Lady Royd could not see beyond. Her faith was colder than the hills which frightened her, emptier than this winter-time she hated. She had not once captured the quiet, resolute note that sounded through her husband’s conduct of affairs. Let the wind whistle its keenest under a black and sullen sky, Sir Jasper knew that he was chilled, as she did; but he knew, too, that summer would follow, blithe and full of hay-scents, fuller, riper in warmth and well-being, because the months of cold had fed its strength.
She chose to believe that he was playing with a fine, romantic sense of drama, in following the Prince, that he was sacrificing Maurice to the same misplaced zeal. Yet hour by hour and day by day of their long companionship, he had made it plain, to a comrade less unwilling, that he had followed a road marked white at every milestone by a faith that would not budge, an obedience to the call of honour that was instinctive, instant, as the answer of a soldier to his commanding officer. If all went amiss with this Rising, if he gave his life for a lost cause, it did not matter greatly to Sir Jasper; for he was sure that in one world or another, a little sooner or a little later, he would see that Restoration whose promise shone like the morning star above the staunch, unbending hills of Lancashire.
“Who is to gain by it all?” murmured Lady Royd, shivering as she drew her wrap about her. “When I’m widowed, and Maurice has gone, too, to Tower Hill—shall I hate these Stuart fools the less? It matters little who is king—so little——”

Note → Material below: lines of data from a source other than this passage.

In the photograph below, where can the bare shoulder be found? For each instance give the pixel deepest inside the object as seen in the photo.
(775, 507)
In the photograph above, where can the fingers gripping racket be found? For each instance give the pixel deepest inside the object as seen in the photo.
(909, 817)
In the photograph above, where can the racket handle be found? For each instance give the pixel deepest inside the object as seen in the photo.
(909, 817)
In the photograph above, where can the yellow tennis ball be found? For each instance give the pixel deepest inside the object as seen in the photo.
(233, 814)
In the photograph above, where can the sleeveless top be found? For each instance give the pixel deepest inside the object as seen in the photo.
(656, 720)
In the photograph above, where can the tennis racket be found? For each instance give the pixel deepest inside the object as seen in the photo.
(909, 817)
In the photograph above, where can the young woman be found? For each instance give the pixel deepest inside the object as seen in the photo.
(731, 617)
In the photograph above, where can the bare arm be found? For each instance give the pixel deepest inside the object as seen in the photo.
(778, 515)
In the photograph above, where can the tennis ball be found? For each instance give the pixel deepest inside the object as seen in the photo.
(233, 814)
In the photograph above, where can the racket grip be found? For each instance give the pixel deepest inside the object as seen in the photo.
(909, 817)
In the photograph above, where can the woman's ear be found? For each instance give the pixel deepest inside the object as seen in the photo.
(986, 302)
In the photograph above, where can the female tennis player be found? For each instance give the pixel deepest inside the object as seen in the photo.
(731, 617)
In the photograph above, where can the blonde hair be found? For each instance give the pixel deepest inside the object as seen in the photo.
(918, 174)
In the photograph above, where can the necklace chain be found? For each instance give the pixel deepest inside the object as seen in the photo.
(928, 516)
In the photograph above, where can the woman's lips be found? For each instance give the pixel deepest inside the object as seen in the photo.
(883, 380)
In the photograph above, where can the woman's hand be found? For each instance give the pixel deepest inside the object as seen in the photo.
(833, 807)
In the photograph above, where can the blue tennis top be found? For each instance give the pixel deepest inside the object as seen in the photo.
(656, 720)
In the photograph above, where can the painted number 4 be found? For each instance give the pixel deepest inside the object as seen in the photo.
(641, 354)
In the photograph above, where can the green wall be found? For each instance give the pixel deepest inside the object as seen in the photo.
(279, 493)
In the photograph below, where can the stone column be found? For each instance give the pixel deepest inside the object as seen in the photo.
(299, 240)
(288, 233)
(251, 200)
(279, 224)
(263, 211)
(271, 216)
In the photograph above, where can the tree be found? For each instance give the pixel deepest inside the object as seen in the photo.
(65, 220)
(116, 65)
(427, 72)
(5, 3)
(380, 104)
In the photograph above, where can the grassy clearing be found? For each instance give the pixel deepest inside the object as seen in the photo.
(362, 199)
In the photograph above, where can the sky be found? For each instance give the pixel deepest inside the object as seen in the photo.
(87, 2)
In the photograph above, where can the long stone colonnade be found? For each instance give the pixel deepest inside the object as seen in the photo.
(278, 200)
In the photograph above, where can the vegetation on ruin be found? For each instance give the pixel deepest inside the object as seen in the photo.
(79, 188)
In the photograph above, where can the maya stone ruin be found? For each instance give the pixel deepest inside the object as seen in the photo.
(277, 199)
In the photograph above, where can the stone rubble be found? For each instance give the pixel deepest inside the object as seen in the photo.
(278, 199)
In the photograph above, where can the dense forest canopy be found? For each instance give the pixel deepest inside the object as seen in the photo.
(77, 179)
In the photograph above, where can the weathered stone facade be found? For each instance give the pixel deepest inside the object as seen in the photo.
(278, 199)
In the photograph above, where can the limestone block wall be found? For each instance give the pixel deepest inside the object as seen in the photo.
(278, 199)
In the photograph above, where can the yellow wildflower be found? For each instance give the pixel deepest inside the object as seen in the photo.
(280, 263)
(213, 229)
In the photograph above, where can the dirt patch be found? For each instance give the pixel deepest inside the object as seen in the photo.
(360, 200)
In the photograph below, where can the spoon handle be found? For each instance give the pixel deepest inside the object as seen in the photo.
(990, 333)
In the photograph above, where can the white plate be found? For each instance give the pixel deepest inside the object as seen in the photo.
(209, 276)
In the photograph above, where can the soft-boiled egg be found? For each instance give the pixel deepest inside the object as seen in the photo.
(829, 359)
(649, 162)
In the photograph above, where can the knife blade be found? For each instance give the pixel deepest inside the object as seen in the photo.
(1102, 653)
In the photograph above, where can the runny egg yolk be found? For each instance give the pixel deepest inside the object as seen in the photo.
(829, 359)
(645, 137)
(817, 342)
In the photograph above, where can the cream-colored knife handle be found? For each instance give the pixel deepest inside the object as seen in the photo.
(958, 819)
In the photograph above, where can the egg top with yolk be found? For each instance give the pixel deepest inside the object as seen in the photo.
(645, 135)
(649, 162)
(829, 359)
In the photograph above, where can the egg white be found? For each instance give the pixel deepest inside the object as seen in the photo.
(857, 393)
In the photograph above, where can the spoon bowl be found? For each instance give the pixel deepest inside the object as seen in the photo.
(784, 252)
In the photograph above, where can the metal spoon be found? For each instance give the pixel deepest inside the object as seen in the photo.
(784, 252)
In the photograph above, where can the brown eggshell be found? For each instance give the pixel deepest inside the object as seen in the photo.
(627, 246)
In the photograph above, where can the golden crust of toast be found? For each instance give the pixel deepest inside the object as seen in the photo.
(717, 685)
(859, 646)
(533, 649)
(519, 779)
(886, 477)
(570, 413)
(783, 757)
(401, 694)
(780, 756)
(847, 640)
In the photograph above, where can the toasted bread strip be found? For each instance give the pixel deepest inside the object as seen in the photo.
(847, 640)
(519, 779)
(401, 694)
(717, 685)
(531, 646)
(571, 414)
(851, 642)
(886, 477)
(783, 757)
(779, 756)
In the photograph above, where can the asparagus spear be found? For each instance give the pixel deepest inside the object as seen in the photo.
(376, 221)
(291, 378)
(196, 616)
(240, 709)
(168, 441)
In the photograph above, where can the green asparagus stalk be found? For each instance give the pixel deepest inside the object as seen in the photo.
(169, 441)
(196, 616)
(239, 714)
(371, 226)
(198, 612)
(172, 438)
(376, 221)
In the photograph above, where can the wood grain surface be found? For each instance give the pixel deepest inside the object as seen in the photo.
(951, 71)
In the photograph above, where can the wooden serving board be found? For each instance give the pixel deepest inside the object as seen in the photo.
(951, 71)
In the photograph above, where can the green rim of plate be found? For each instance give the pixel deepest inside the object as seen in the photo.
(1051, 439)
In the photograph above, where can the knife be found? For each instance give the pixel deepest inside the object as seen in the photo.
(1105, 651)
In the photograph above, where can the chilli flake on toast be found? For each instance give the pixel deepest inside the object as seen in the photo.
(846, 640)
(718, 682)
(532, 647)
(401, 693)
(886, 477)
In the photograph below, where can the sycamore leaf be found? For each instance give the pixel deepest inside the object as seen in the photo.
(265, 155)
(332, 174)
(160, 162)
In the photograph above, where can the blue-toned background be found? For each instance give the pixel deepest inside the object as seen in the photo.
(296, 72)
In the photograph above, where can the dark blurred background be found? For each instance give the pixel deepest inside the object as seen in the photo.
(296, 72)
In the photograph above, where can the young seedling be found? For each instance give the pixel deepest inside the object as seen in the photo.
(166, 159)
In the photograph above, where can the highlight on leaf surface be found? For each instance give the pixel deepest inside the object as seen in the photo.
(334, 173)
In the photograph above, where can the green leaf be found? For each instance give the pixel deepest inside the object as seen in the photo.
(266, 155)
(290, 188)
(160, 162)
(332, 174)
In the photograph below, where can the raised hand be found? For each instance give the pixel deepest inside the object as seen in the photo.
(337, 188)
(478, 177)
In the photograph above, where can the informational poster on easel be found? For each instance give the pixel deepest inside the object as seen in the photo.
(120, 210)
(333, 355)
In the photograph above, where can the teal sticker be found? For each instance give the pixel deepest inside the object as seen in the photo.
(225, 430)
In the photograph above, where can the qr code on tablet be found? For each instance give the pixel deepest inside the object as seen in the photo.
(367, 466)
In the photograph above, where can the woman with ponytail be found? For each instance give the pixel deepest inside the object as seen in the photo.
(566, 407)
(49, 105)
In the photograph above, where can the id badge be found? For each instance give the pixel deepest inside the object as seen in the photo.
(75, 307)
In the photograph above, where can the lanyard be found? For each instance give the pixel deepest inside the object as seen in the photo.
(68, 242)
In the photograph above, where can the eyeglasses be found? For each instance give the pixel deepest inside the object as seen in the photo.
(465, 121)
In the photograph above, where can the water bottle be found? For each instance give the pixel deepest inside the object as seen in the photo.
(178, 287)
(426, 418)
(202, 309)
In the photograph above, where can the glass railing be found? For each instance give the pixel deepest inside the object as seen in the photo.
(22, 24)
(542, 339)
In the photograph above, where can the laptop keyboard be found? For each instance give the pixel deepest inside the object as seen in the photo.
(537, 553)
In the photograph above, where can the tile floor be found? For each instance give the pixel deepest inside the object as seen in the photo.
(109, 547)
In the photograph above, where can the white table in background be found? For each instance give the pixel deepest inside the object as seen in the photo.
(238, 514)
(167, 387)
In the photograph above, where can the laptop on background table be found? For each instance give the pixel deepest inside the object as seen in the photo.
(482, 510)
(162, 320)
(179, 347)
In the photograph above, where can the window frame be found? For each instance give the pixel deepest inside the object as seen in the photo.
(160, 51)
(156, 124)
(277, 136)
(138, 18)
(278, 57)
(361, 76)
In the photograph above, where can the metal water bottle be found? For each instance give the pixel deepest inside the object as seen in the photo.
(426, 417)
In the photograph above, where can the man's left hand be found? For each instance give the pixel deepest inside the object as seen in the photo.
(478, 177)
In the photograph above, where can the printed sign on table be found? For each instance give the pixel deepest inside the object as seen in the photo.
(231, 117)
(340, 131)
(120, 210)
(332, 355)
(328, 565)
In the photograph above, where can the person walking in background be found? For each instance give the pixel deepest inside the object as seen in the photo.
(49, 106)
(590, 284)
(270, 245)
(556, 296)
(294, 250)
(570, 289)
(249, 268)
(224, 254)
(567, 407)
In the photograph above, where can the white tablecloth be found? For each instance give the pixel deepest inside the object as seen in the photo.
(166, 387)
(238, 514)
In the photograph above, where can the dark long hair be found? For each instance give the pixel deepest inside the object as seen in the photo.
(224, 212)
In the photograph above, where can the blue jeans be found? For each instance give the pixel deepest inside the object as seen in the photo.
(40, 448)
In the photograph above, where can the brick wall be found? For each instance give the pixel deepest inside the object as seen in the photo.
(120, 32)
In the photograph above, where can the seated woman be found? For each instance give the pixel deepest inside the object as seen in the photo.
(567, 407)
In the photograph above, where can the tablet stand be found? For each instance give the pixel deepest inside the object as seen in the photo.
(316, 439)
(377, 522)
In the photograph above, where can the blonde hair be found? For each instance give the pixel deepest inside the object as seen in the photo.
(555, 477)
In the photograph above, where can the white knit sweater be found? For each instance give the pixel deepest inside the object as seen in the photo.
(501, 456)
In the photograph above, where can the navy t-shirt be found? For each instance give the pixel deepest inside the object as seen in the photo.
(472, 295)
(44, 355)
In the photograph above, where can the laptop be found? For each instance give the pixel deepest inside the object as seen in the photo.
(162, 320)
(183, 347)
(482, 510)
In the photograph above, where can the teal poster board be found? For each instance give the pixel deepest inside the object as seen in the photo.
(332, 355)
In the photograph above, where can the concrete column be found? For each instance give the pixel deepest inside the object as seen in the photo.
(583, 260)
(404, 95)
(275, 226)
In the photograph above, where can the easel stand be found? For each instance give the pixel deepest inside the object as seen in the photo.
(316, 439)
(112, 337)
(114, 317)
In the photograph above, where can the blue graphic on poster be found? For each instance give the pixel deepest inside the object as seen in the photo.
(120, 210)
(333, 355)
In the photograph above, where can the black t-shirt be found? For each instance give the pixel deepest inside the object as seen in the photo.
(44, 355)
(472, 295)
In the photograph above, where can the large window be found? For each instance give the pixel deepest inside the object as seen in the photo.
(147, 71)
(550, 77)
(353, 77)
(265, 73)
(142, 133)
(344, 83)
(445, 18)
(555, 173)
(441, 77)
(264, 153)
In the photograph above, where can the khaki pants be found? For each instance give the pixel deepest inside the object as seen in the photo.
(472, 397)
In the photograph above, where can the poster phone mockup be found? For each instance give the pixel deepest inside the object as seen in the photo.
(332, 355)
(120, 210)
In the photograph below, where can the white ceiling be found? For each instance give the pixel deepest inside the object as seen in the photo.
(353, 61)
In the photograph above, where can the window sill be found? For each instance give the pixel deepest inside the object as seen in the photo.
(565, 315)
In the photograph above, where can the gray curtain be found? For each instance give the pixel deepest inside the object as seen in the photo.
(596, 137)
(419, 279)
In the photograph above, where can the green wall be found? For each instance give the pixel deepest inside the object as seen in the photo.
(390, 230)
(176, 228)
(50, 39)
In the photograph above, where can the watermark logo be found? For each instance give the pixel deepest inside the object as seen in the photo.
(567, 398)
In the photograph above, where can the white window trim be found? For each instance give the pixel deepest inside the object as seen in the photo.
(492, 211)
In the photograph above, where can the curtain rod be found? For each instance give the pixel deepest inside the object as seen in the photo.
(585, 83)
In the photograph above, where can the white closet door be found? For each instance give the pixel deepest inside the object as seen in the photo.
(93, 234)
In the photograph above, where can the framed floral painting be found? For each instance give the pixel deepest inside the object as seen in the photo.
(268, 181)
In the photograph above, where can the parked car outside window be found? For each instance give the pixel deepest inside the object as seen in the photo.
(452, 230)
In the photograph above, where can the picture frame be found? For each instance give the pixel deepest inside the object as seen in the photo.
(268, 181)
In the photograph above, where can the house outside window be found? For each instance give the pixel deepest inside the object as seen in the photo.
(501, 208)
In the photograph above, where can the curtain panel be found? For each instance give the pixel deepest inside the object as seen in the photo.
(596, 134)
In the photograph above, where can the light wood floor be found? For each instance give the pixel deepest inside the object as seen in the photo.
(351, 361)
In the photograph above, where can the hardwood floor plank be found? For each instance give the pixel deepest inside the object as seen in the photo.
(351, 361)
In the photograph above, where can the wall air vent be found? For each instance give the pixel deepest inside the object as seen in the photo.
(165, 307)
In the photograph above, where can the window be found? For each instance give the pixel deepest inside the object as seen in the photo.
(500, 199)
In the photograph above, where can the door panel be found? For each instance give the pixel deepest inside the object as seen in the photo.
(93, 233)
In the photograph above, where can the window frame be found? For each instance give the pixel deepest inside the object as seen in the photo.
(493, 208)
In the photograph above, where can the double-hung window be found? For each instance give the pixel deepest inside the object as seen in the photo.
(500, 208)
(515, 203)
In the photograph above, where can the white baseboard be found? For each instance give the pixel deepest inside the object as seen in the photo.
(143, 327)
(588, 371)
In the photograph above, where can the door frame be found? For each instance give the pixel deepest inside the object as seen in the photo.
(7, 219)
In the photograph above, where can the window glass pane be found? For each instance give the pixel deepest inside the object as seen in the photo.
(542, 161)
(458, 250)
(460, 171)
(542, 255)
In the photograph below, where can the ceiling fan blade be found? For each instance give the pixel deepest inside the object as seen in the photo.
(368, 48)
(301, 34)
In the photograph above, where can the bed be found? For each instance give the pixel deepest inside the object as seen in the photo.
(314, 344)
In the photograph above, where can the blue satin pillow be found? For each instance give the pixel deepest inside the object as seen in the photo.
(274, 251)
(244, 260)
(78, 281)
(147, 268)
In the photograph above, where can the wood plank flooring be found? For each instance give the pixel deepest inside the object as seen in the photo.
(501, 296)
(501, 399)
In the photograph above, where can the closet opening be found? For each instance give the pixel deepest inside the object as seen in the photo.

She heard Rupert’s step behind her, turned and regarded him with that half-tolerant disdain which had stood to her for motherhood. Not long ago she had felt a touch of some divine compassion for him, had been astonished by the pain and happiness that pity teaches; but the mood had passed, and he stood to her now as a simpleton so exquisite that he had not strength even to follow the stupid creeds he cherished. She was in no temper to spare him; he was a welcome butt on which to vent her weariness of all things under the sun.
They looked at each other, silent, questioning. Big happenings were in the making. The very air of Lancashire these days was instinct with the coming troubles, and folk were restless, ill-at-ease as moor-birds are when thunder comes beating up against the wind.
“It is not my fault, mother,” said Rupert brusquely, as if answering some plainly-spoken challenge. “If I had my way, I’d be taking fences, too—but, then, I never had my way.”
Lady Royd laughed gently—the frigid, easy laugh that Rupert knew by heart. “A man,” she said, halting on the word—“a man makes his way, if he’s to have it. The babies stay at home, and blame the dear God because He will not let them hunt like other men.”